The Socialist can never be a nationalist. His mind can conceive no division of interests between the working peoples of the world. To him capitalism is one the world over, an international torture-rack on which every working-class race of the present day is stretched in agony. To him this capitalist war, terrible as it is, is but one of the torture twists of that rack, wringing impartially the thews of all workers unfortunate enough to be caught in its toils. His bosom, therefore, harbours no hatred for the German or Austrian worker whom he finds in arms against his fellow of Britain or France. Whether the combatants are the willing or coerced tools of the master butchers, and whichever side they serve, they are alike the subjects of the Socialist’s pity, regret, and fraternal concern. He knows that they are a part of his class, wherever they are to be found; he knows that their ignorance, so curiously alike in England and France and Germany and Russia, as the late International itself, in both its rise and its fall, amply proves, is part of the class ignorance it is his mission to combat and disperse; he knows that their weakness as well as their strength, their agony as well as their emancipation, their struggle as well as their foes, are international. The only thing he finds in his whole political outlook that is not international is the sectional interest of the master class—before which the International composed of the Thornes and Clynes and Hyndmans of all countries collapsed like a house of cards before a “Jack Johnson.”

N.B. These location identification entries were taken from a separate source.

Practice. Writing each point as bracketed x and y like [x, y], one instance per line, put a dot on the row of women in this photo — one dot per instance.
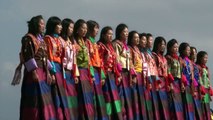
[70, 76]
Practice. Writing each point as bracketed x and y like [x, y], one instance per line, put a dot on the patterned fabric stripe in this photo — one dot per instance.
[72, 101]
[84, 74]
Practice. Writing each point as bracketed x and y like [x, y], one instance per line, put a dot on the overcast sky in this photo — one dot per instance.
[186, 20]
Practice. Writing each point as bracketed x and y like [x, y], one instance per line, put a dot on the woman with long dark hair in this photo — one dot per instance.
[100, 106]
[188, 74]
[122, 52]
[196, 92]
[205, 86]
[145, 83]
[109, 65]
[36, 98]
[86, 78]
[55, 52]
[161, 62]
[138, 100]
[153, 76]
[70, 66]
[174, 78]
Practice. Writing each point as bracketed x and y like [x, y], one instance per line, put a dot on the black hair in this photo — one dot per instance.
[200, 56]
[158, 40]
[65, 26]
[77, 25]
[182, 48]
[90, 27]
[51, 25]
[170, 44]
[104, 32]
[33, 24]
[119, 29]
[142, 35]
[130, 37]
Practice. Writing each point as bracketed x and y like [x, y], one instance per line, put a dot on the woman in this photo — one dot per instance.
[202, 58]
[136, 61]
[36, 98]
[195, 85]
[161, 62]
[109, 65]
[100, 105]
[70, 66]
[122, 53]
[55, 52]
[188, 74]
[145, 73]
[153, 76]
[174, 78]
[86, 78]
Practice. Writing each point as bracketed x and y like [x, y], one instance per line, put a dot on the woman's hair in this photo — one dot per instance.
[65, 26]
[90, 27]
[119, 29]
[130, 37]
[142, 35]
[33, 24]
[158, 40]
[77, 25]
[182, 48]
[51, 25]
[200, 56]
[170, 44]
[104, 32]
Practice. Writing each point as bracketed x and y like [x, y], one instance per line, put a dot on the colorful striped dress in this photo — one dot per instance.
[124, 89]
[139, 104]
[154, 81]
[100, 106]
[147, 87]
[175, 98]
[162, 67]
[110, 90]
[187, 95]
[205, 84]
[55, 53]
[85, 85]
[36, 98]
[197, 95]
[71, 73]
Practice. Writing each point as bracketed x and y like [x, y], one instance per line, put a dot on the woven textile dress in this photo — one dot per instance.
[36, 98]
[124, 89]
[110, 90]
[175, 98]
[100, 106]
[71, 73]
[162, 67]
[55, 53]
[139, 102]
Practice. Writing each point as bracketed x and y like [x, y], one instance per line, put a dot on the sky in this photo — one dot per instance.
[187, 21]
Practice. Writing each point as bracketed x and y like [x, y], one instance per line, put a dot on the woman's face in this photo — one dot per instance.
[143, 42]
[124, 34]
[82, 31]
[162, 47]
[150, 42]
[204, 59]
[193, 54]
[41, 25]
[58, 29]
[174, 49]
[135, 39]
[108, 36]
[187, 51]
[70, 29]
[95, 32]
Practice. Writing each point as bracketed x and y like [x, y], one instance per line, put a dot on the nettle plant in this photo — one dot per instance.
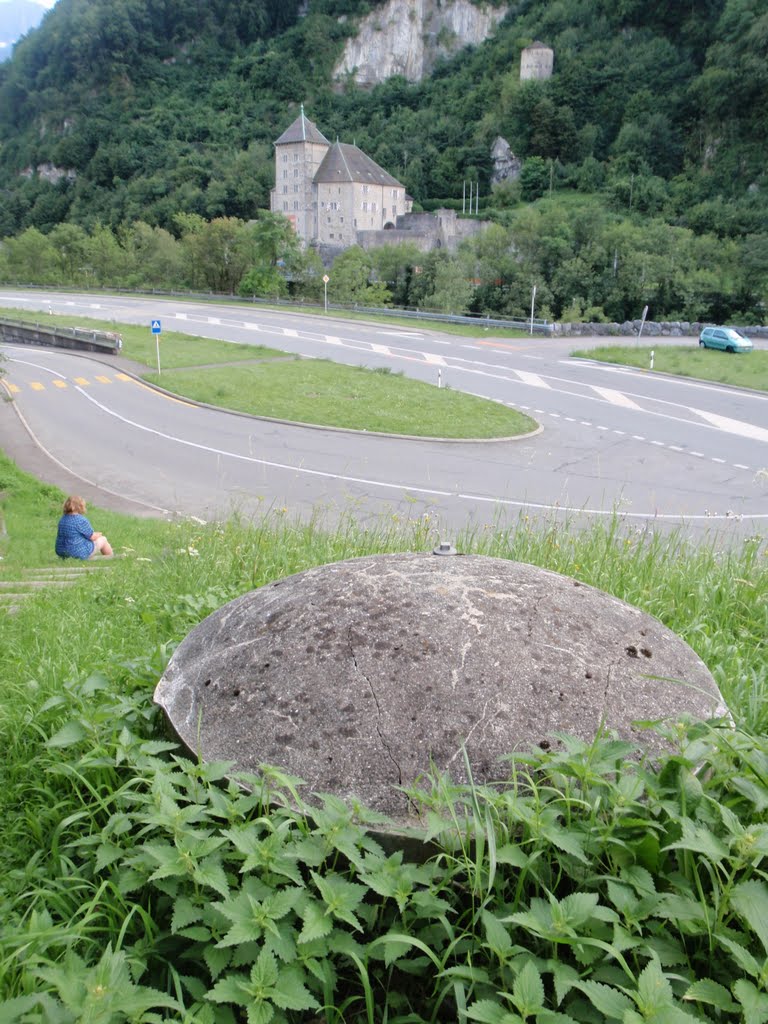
[587, 887]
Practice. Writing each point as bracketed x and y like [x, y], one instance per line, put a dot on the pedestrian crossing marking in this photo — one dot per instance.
[532, 379]
[615, 397]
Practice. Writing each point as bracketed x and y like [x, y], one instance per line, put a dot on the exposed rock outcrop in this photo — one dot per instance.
[506, 165]
[407, 37]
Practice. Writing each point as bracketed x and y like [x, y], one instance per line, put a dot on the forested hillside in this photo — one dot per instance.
[117, 112]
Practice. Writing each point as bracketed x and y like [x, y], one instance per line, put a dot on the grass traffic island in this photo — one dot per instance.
[331, 394]
[272, 383]
[137, 884]
[738, 370]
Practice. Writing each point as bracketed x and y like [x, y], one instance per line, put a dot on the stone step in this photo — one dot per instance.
[33, 585]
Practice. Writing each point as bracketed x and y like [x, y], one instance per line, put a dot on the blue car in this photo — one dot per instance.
[724, 338]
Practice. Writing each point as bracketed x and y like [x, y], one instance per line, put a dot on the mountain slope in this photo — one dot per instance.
[16, 18]
[158, 108]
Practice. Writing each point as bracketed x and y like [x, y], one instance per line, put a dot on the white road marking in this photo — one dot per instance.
[615, 397]
[732, 426]
[532, 379]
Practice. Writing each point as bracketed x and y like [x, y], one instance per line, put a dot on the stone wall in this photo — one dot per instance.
[651, 329]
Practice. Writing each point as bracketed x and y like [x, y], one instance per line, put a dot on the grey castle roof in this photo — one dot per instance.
[302, 130]
[347, 163]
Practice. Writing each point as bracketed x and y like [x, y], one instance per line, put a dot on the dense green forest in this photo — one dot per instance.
[643, 180]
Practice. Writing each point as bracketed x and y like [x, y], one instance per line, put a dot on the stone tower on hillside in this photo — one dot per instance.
[537, 62]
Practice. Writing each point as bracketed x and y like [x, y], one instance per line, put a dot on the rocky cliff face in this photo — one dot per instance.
[407, 37]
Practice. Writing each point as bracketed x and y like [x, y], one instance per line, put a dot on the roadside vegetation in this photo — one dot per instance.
[268, 382]
[743, 370]
[139, 885]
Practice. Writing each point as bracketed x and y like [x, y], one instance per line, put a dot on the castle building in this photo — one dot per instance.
[332, 192]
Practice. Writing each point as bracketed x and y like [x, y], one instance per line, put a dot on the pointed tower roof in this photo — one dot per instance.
[302, 130]
[347, 163]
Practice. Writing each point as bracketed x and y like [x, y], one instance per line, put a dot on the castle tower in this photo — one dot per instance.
[537, 62]
[298, 154]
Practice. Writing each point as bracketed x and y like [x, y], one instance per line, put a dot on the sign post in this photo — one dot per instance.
[156, 329]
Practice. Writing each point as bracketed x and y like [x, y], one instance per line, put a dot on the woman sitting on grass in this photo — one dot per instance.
[76, 538]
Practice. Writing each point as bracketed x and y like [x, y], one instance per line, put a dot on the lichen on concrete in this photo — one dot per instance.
[363, 676]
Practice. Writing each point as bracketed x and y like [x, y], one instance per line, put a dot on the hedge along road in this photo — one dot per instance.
[677, 452]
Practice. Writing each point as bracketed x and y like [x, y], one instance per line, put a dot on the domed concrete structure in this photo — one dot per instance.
[360, 675]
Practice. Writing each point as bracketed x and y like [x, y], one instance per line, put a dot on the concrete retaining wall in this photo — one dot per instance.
[79, 338]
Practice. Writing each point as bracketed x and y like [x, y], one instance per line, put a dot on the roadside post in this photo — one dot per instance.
[156, 329]
[642, 324]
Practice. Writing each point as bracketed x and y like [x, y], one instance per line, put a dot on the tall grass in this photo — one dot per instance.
[136, 885]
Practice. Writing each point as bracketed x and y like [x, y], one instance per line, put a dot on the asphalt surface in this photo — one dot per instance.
[656, 450]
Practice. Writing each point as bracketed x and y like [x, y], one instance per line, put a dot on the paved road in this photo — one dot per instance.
[655, 449]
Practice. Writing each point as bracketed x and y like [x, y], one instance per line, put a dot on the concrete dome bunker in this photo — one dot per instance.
[357, 676]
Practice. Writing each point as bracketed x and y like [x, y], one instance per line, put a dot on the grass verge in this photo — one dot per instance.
[743, 370]
[322, 392]
[267, 382]
[137, 885]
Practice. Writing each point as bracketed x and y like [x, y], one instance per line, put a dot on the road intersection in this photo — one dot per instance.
[650, 448]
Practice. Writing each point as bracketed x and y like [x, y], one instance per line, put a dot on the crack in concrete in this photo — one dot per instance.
[482, 720]
[380, 734]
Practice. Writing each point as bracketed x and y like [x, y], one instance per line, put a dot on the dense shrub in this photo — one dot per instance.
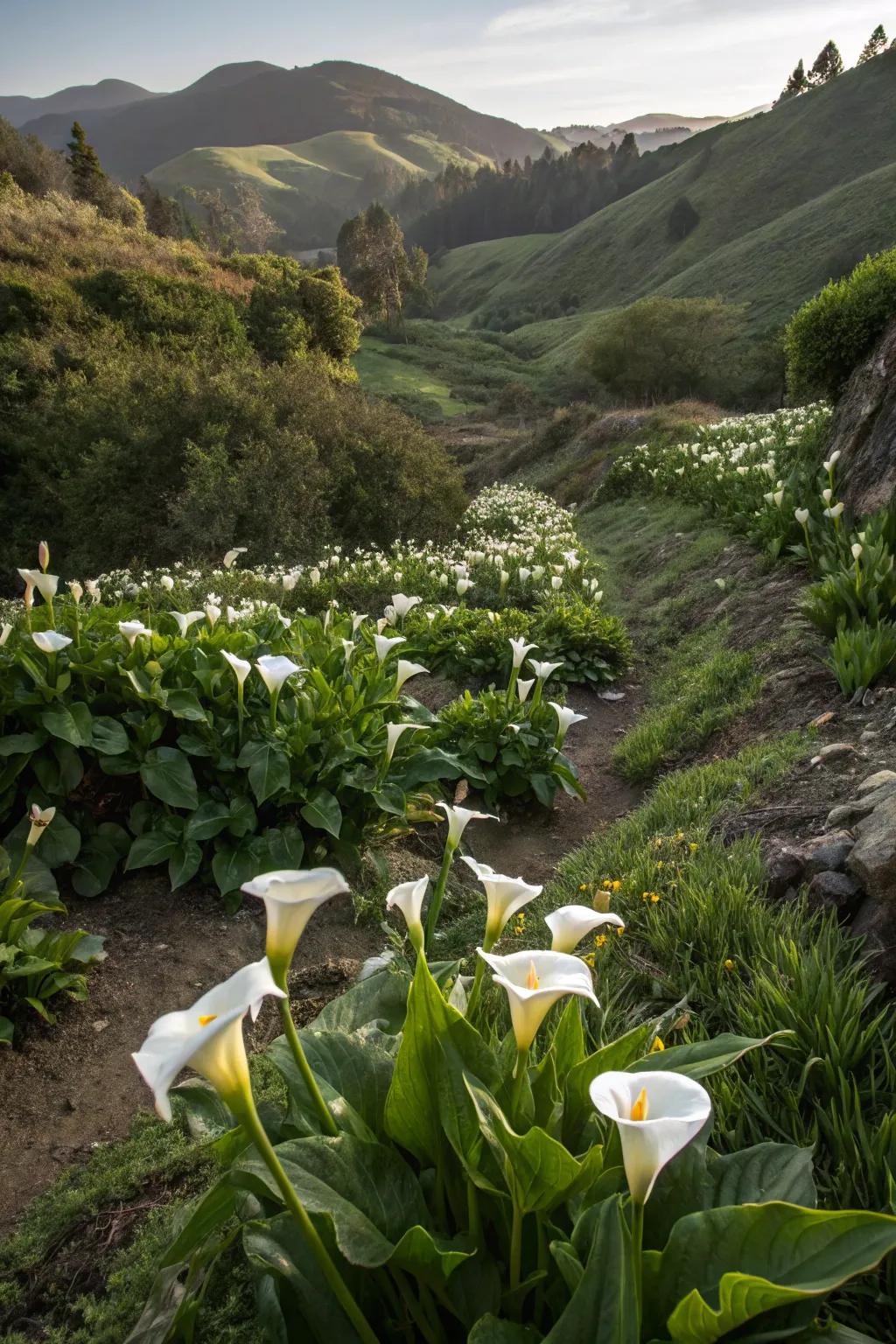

This is the difference, then, between Mr. Thorne and his like on the one hand and the Socialist on the other and it is the difference between an International composed of Labour adventurers and one consisting of Socialists and founded upon Socialist principles. For the former Mr. Thorne may be permitted to speak—for the latter he never shall. Any Congress which may be engineered and set up by men of the kidney of those is doomed to be rotten at the start, since it must start with the assumption that the workers must defend their masters’ property. It must therefore crumble at the test, whether it is confined to the “Allies” and neutrals or not.